The United Nations Mideast Envoy Robert Serry told the UN Security Council on Monday that the Gaza Strip has suffered an ‘unprecedented amount of destruction’ as a result of the month-long Israeli bombardment and invasion of the coastal strip.
Tuesday, 19 August 2014
UN: Amount of Destruction in Gaza ‘Unprecedented’
Tuesday August 19, 2014 10:37 by Celine Hagbard - IMEMC News
River to Sea Uprooted Palestinian
Serry reported that the number of homes and apartment buildings destroyed or severely damaged in the Israeli assault is 16,800. In contrast, no Israeli homes were damaged severely by Palestinian rocket fire during the month long Israeli invasion of Gaza.
Serry noted in his report that the number of homes destroyed is three times greater than in ‘Operation Cast Lead’ in 2008-9. That Operation was, at the time, the worst damage suffered by the residents of the Gaza Strip since the creation of the state of Israel on Palestinian land in 1948, when over 450 Palestinian villages and towns were destroyed and their residents turned to refugees – many of whom ended up in Gaza.
He said that once a durable truce is agreed upon, the reconstruction of the Gaza Strip must be the top priority. He noted, “Construction material must be allowed into Gaza to this effect — aggregate, bar and cement. And their access to Gaza must be facilitated.”
According to journalist Saree Makdisi, with Mondoweiss.net, who toured the Gaza Strip to see the scale of the damage, “In a month of indiscriminate bombardment, Israel has killed or injured almost twelve thousand people, including thousands of children. It has severely damaged or destroyed the homes of some 17,000 families (over 100,000 people). It has terrorized half a million people into flight from one corner of the tiny coastal enclave in which they are trapped to another, leaving them in urgent need of food assistance merely to survive. Schools, clinics, refugee shelters, hospitals, ambulances, a university campus and Gaza’s only power plant have all come under Israeli fire, sometimes repeatedly.

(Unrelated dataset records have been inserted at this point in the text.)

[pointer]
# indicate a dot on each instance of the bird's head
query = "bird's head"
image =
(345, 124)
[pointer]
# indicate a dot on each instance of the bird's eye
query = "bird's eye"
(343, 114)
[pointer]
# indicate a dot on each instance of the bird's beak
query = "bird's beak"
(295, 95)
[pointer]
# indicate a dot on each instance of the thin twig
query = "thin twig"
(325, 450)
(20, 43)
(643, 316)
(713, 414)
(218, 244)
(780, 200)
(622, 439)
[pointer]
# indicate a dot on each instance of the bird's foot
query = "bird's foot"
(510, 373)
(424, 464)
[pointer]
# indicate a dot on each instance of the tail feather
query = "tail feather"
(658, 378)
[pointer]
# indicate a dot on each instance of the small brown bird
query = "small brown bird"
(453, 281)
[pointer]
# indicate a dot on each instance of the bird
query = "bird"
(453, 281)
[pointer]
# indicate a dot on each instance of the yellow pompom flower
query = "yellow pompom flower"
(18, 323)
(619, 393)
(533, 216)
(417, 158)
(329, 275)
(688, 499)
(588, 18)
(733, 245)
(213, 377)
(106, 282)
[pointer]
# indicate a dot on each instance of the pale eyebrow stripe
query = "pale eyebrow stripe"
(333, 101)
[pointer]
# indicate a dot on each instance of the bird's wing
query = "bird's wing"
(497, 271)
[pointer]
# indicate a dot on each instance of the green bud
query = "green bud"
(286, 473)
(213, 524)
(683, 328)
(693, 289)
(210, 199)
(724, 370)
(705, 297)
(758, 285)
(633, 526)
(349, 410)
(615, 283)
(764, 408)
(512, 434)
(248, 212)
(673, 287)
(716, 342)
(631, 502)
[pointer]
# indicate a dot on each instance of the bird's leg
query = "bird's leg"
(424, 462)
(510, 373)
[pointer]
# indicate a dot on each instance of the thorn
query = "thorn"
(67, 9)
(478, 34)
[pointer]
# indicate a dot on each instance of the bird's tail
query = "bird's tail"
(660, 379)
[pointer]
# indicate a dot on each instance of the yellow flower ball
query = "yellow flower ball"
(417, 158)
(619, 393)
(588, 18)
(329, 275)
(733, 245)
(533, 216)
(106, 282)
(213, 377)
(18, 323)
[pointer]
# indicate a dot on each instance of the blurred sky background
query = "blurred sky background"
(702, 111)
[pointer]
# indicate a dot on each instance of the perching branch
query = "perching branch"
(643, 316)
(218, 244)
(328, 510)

UN schools designed to accommodate 500 people as emergency shelters have been packed with up to 3,000. The social infrastructure—already strained to its limits by years of siege—is close to breakdown. Hospitals have run low on urgent supplies including water and fuel for emergency generators. Morgues were filled; the broken bodies of Palestinian children ended up in ice-cream freezers that—in a just world—would be those same children’s sources of delight.”
Makdisi also wrote, “Israel’s repeated claim that it targets only rocket launchers or tunnels is belied by the scale and nature of the weapons it unloaded on Gaza. Its 2000-pound aerial bombs take down entire buildings along with everyone in them (almost a thousand buildings have been severely damaged or destroyed in such air strikes). Its 155mm howitzer shells have a margin of error of 300 yards and a lethal radius of up to 150 yards from the point of impact. Each of the 120mm flechette shells its tank crews fire burst into a 100 by 300 yard shower of 5,000 metal darts carefully designed to shred human flesh.”
The most seriously damaged areas are in Khuzaa, in eastern Khan Younis in the southern Gaza Strip, Sheja’eyya, in eastern Gaza, east of Gaza City near the border with Israel and parts of Beit Lahiya in the north. But every part of Gaza suffered damage in the Israeli attack, and virtually every neighborhood has some buildings that are completely destroyed.
The Palestinian Center for Human Rights called upon the UN Human Rights Council to accelerate the formation of the fact-finding mission as decided by the Council in the resolution taken in its special session that was held on 23 July 2014 to investigate violations of international humanitarian law and human rights law in the occupied Palestinian territory of Gaza, without any delay from bureaucratic restrictions and procedures.
The Security Council took no action following the statement of envoy Robert Serry.